Features

December 12, 2012

Calls for removal from the Constitution

FOLLOWING the ongoing moves by the National Assembly to amend sections of the Constitution that are no longer in tune with present realities, built environment experts and stakeholders have risen with one voice to call for the removal of the Act from the Constitution to make its amendment/review less cumbersome.

Immediate past President of the Nigerian Institution of Estate Surveyors and Valuers, NIESV, Mr. Bode Adediji who described the 1978 land legislation as anachronistic and anti-development however noted that it is not altogether a bad law. He however faulted its implementation and the lack of political will to review some policies that exhibit certain problems.

According to him, “a situation where two private companies and individuals would seek to borrow money and you have to go to the Governor of a State to get his consent before you can mortgage your property is totally anachronistic and anti-development”.

“If a bank trusts me to be able to give me money and I am pledging my property in return, Government , has no business in that transaction,” he said and called on the National Assembly to immediately review the Act.

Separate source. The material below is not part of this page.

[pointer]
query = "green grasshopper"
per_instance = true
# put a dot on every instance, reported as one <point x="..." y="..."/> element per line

His words: “These areas of deficiency in the Land Use Act are known to the powers that be, especially members of the National Assembly. Why has it taken them so long to make amendments to all these, when in the life of this nation, occasions have arisen in the past where they had to summon an emergency session to enact some fresh laws?

What we are saying is this; the seriousness of any government in any country could be determined by the passion, attention and time devoted to look into all documents relating to the enabling environment for business opportunities”.

Also speaking on the need to remove the Act from the Constitution so that it would be easy to amend, a Lagos-based private developer, Mr. Kelechi Mbagwu, said the law is no longer relevant in the scheme of things. Highlighting the bottlenecks developers go through in the process of acquiring land and the title documents, Mbagwu who is the Managing Director of CMB Building Maintenance and Investment Co. Limited, declared: “We don’t see the real use of the Act. It doesn’t make sense and should be scrapped”.

President of the Nigerian Institution of Estate Surveyors and Valuers, Mr. Emeka Eleh also admonished the National Assembly to seriously consider the amendment of the Land Use Act in the proposed review of the 1999 constitution.

Eleh made the plea in Benin City, shortly after he led his group on a courtesy call on the Oba of Benin .“We have already submitted a position paper on the on-going constitution review. We want the Land Use Act removed from the constitution because being in the constitution makes it difficult to amend. It is because that law is in the constitution that it has been difficult to amend, “ Mr. Eleh said.

As a fallout of the controversial legislation, the NIESV President disclosed that only about five percent of land in the country have titles, (this means that 95 percent of land in Nigeria are dead assets). He therefore called for urgent land reforms.

“No nation can develop without reforming its land tenure system to ensure that land owners have the legal and proprietary title to their land,” he said and enjoined the government to take steps that will ensure that land in the country is registered and covered by title to encourage investment and wealth creation among land owners.

According to him, land tenure system should be reformed to attract economic value because land is a major source of income for governments in developed countries. “If all land has title, it will be a major source of income for government in terms of ground rent and tenement rate collection. As it is now, it seems government is short-changing itself,” he said.

The Nigerian Institution of Surveyors, NIS has also joined estate surveyors in canvassing  for the removal of the Land Use Act from the Constitution to foster easy amendment.

Instead of making it a constitutional issue with all its encumbrances in terms of amendment, the NIS President, Mr. Bode Adeaga suggested that it should rather be made an Act of Parliament for easy amendment.

Adeaga said, “We have submitted memorandum on the Land Use Act, titling and mapping, land documentation and boundary issues. Our suggestion is that the Land Use Act, which vested ownership on the purview of state governments, be taken out of the constitution and made an Act of Parliament in other to simplify the process of amendment”.

He also argued that the Land Use Act undermined surveying profession, stressing that there was no place in it where the role of surveyors was mentioned.

Likely oppositions

Although all the built environment experts and stakeholders who spoke to VF were unanimous in calling for the removal of the Land Use Act from the Constitution so that it would be easy to amend, fears are rife that the various state governments and their chief executives, will use all their might to resist the present move to oust the act from the statute books.

As Mr. Mbagwu pointed out, a State like Lagos which rakes in billions of Naira from land transactions, would do everything to resist any attempt to amend the Act. Lagos sees land as its own black gold hence the various land use laws aimed at maximising proceeds from property owners in the State.

Apart from Lagos, other State Governors who utilise the Act as a potent weapon to settle political friends and deal with political foes, would also raise fronts against the removal of the Act from the Constitution. It would require at least 23 states voting for the amendment to sail through and experts fear that it may be hard to garner this figure in support of the expurgation of the Act from the Constitution.